Make one graph with the following:

  • daily tmax and tmin
  • smoothed data for tmax and tmin

In order to smooth the data with a 30 day window, use the following function:
df['tmin'].rolling(30, center=True).mean()
This means that you will take the mean of 30 days, and put the result in the center of this 30-day window.

Play with this function, see what you can do with it. What happens when you change the size of the window? Why is the smoothed data shorter than the original data?

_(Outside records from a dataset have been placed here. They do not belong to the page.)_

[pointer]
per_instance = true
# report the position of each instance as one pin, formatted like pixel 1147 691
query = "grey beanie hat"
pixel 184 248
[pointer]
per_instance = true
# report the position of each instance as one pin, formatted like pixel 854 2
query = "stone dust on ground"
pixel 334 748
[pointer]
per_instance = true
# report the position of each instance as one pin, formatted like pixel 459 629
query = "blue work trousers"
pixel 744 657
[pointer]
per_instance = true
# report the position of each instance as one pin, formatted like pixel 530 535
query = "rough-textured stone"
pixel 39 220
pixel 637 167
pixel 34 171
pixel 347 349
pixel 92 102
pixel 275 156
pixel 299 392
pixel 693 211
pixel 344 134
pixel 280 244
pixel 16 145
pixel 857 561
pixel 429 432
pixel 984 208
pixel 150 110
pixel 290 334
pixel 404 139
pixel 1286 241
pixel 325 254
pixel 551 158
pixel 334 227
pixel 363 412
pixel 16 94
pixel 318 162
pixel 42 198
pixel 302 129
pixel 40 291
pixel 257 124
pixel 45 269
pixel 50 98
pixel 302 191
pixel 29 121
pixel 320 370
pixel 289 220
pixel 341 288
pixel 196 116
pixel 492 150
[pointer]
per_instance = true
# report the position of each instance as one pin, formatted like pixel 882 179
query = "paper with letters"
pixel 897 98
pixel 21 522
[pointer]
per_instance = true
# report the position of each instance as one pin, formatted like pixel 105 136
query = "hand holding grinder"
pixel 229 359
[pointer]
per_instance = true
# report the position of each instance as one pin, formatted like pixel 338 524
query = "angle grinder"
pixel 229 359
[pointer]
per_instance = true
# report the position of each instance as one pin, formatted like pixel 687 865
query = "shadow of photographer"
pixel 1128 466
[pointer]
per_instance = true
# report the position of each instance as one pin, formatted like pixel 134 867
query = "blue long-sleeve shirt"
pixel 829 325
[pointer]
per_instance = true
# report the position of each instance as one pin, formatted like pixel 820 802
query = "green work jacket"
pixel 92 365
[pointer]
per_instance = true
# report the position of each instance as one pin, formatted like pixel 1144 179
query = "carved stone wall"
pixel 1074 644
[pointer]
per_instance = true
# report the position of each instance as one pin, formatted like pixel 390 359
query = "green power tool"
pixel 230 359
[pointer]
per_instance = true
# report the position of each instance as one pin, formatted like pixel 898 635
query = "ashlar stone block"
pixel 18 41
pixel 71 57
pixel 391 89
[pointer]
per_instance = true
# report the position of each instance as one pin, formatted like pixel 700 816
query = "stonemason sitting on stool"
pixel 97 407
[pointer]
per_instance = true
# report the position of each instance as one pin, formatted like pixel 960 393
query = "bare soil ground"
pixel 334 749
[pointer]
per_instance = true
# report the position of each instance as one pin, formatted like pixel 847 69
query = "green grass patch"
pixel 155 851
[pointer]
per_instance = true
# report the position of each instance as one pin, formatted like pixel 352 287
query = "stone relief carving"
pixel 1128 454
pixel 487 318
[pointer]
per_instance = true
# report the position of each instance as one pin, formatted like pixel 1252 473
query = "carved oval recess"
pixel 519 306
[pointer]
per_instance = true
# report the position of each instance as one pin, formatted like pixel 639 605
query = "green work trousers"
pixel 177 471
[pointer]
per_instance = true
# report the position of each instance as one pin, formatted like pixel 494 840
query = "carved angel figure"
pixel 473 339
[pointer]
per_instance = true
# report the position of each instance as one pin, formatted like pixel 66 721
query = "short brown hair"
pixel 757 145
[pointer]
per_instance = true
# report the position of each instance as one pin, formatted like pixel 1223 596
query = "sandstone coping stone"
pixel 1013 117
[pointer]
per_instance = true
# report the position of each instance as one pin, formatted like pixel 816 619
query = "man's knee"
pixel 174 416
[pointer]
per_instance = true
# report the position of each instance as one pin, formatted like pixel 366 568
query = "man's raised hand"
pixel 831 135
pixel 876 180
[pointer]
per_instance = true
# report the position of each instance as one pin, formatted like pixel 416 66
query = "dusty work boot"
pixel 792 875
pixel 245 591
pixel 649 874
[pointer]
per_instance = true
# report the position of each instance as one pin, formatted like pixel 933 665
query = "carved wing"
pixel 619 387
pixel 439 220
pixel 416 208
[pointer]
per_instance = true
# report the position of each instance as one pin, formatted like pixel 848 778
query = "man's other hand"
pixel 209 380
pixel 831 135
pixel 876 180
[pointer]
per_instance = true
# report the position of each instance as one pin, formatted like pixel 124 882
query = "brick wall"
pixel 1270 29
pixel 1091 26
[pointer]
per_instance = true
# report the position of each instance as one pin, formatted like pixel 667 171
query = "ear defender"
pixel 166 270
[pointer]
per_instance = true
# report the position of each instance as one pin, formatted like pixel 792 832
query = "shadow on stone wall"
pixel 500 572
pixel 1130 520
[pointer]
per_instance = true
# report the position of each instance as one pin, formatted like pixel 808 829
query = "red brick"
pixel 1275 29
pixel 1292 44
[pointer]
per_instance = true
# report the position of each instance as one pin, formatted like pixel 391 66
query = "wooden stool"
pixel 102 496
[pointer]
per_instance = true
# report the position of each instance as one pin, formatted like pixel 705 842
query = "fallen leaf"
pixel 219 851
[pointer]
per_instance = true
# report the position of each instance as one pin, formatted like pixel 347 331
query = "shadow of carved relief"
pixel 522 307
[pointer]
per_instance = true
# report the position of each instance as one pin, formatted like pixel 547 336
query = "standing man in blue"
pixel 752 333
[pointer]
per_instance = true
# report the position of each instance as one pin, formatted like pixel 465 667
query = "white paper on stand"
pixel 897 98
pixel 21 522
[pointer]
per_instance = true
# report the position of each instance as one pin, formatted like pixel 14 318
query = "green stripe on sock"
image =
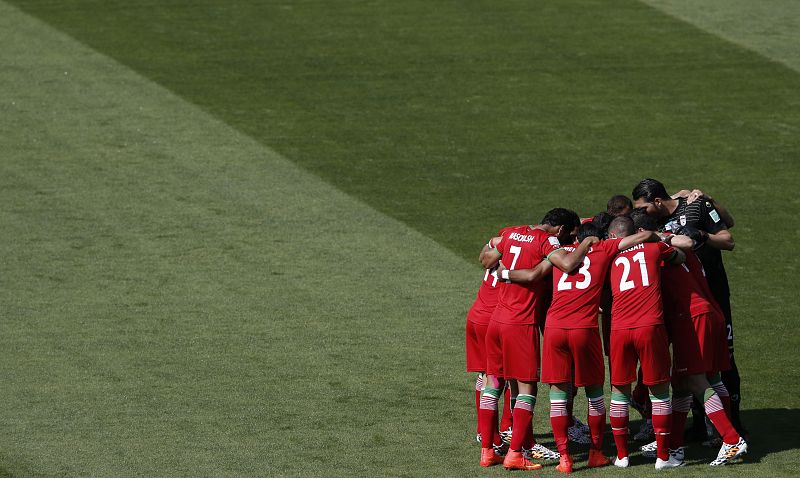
pixel 529 399
pixel 661 397
pixel 708 394
pixel 557 395
pixel 491 391
pixel 594 391
pixel 620 397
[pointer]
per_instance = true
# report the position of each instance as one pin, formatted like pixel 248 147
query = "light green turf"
pixel 178 300
pixel 769 27
pixel 168 282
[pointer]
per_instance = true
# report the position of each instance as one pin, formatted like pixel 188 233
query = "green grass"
pixel 180 299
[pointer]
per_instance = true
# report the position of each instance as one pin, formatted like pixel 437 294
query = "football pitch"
pixel 240 238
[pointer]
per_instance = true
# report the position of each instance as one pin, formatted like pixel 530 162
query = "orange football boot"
pixel 489 457
pixel 597 459
pixel 565 464
pixel 515 461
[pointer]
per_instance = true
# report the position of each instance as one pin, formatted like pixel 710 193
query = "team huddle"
pixel 652 269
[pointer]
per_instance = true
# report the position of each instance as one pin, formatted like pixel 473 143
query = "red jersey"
pixel 686 291
pixel 576 296
pixel 636 286
pixel 523 247
pixel 483 307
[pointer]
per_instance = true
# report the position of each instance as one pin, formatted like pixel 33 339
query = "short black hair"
pixel 617 204
pixel 561 217
pixel 641 220
pixel 589 229
pixel 650 189
pixel 621 225
pixel 601 221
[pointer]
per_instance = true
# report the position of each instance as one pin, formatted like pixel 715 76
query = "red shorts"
pixel 699 345
pixel 476 347
pixel 512 351
pixel 649 345
pixel 565 350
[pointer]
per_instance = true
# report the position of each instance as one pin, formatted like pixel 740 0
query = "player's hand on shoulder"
pixel 694 233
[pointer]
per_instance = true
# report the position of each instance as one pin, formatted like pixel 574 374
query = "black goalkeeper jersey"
pixel 702 215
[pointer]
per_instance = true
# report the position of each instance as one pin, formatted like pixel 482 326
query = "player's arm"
pixel 567 261
pixel 695 194
pixel 638 238
pixel 490 256
pixel 677 257
pixel 679 241
pixel 525 276
pixel 721 239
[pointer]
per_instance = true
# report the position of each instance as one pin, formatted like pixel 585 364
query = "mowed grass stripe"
pixel 769 27
pixel 180 300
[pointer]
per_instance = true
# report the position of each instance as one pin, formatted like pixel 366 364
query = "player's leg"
pixel 523 419
pixel 493 385
pixel 640 400
pixel 733 445
pixel 559 421
pixel 506 419
pixel 681 404
pixel 731 377
pixel 487 420
pixel 622 364
pixel 522 364
pixel 652 347
pixel 597 424
pixel 557 371
pixel 478 390
pixel 587 355
pixel 618 416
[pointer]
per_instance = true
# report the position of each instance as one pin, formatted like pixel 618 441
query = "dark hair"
pixel 621 226
pixel 641 220
pixel 617 204
pixel 589 229
pixel 561 217
pixel 601 221
pixel 650 189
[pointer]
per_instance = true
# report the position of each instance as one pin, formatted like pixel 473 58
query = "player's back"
pixel 686 292
pixel 577 295
pixel 636 285
pixel 488 292
pixel 523 247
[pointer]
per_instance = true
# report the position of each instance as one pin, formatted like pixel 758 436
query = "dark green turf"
pixel 459 117
pixel 454 117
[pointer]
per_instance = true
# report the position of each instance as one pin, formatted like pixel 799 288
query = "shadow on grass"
pixel 772 430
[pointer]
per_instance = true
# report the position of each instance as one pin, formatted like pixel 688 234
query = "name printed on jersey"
pixel 633 248
pixel 515 236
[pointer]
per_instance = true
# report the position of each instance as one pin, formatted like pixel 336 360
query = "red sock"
pixel 529 440
pixel 618 417
pixel 716 413
pixel 571 405
pixel 523 420
pixel 662 423
pixel 619 427
pixel 478 387
pixel 559 421
pixel 680 410
pixel 597 421
pixel 506 420
pixel 487 417
pixel 724 396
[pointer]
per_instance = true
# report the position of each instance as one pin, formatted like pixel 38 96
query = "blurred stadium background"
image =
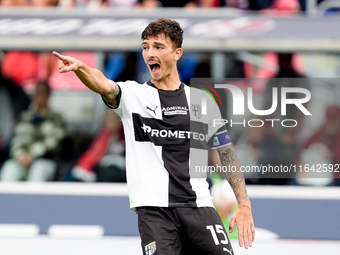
pixel 67 218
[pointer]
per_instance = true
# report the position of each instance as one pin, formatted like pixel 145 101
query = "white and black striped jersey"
pixel 167 134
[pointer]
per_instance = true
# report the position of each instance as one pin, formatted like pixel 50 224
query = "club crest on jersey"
pixel 175 110
pixel 197 110
pixel 216 142
pixel 150 248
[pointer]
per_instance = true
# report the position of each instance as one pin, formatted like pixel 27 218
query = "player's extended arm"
pixel 93 78
pixel 242 216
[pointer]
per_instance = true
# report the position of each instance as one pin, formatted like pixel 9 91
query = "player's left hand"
pixel 245 225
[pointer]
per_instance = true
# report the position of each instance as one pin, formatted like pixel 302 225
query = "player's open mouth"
pixel 154 68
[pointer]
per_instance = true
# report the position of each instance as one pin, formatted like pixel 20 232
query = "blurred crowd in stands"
pixel 36 145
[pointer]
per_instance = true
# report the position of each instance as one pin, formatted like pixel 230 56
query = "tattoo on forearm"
pixel 234 175
pixel 112 96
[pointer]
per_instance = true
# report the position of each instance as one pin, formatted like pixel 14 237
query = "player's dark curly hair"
pixel 170 28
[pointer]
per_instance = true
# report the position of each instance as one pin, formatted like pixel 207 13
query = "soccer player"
pixel 175 209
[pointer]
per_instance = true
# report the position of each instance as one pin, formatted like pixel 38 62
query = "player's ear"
pixel 178 53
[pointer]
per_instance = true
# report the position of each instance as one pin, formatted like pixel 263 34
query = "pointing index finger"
pixel 58 55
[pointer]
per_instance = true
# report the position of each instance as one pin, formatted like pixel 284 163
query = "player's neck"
pixel 170 82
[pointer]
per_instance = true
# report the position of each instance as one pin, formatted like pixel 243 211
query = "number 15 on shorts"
pixel 218 229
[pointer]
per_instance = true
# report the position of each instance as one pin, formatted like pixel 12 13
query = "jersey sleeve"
pixel 219 136
pixel 126 89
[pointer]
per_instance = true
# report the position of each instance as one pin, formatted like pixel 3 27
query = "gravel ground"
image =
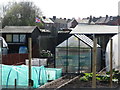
pixel 81 84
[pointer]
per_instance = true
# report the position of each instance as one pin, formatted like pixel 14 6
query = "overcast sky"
pixel 75 8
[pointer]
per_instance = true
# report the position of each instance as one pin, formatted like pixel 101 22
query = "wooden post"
pixel 111 45
pixel 15 83
pixel 94 63
pixel 30 58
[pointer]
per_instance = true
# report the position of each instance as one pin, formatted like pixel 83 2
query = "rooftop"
pixel 94 29
pixel 21 29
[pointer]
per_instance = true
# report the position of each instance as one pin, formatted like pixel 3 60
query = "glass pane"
pixel 22 38
pixel 9 38
pixel 85 60
pixel 61 58
pixel 15 38
pixel 73 41
pixel 73 59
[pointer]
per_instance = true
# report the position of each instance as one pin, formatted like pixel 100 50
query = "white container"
pixel 37 62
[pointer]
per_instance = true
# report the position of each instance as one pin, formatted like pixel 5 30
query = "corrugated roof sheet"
pixel 94 29
pixel 86 40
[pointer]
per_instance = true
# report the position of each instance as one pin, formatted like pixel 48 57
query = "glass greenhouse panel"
pixel 73 59
pixel 61 58
pixel 74 56
pixel 85 60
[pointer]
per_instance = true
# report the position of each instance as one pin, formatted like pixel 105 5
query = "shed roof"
pixel 86 40
pixel 94 29
pixel 47 20
pixel 20 29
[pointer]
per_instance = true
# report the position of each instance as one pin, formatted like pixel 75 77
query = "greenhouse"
pixel 40 76
pixel 74 55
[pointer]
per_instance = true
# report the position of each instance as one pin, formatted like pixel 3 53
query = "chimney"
pixel 44 17
pixel 54 17
pixel 64 18
pixel 106 16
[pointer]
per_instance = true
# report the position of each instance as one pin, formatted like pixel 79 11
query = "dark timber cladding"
pixel 17 36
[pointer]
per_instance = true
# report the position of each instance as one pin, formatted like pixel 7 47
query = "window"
pixel 15 38
pixel 9 37
pixel 22 37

See the documentation for rolling to find more options.

Show the code
fig, ax = plt.subplots(figsize=(10,7))
col_names = ['date', 'tmax', 'tmin', 'wind', 'rain24h', 'rain_cumulative']
df2 = pd.read_csv("1year.csv",
                  skiprows=5,
                  encoding='latin1',
                  names=col_names,
                  parse_dates=['date'],
                  dayfirst=True,
                  index_col='date'
                 )
tmin_smooth = df2['tmin'].rolling('30D', center=True).mean()
tmax_smooth = df2['tmax'].rolling(30, center=True).mean()
ax.plot(df2['tmax'], label='tmax', color="coral")
ax.plot(tmax_smooth, label='tmax smoothed', color="crimson", linestyle="--", linewidth=3)
ax.plot(df2['tmin'], label='tmin', color="dodgerblue")
ax.plot(tmin_smooth, label='tmin smoothed', color="navy", linestyle="--", linewidth=3)
ax.legend(frameon=False)
ax.set(ylabel='temperature (°C)',
       title='maximum and minimum daily temperatures, Rehovot'
      )
plt.savefig("t_smoothed.png")

2.12.2 graph 2

Make another graph that focuses on a part of the year, not the whole thing. We saw before how to do that. Put on this graph two lines, representing two variables of your choosing. Give these lines good colors, and maybe different linestyles (solid, dashed, dotted) if you feel fancy.

2.12.3 graph 3

Choose another variable, and make two histograms (each in its own panel), each representing a different time interval. Here is an example how you make subplots:

Show the code
fig, (ax1, ax2) = plt.subplots(2, 1)
N = 10
ax1.plot(np.random.random(N))
ax2.plot(np.random.random(N))
ax1.set(ylabel='variable A (units)',
        title='title A'
       )
ax2.set(ylabel='variable B (units)',
        # title='title B'
       )

Of course, I plotted random data as a line plot, your task is to plot histograms instead.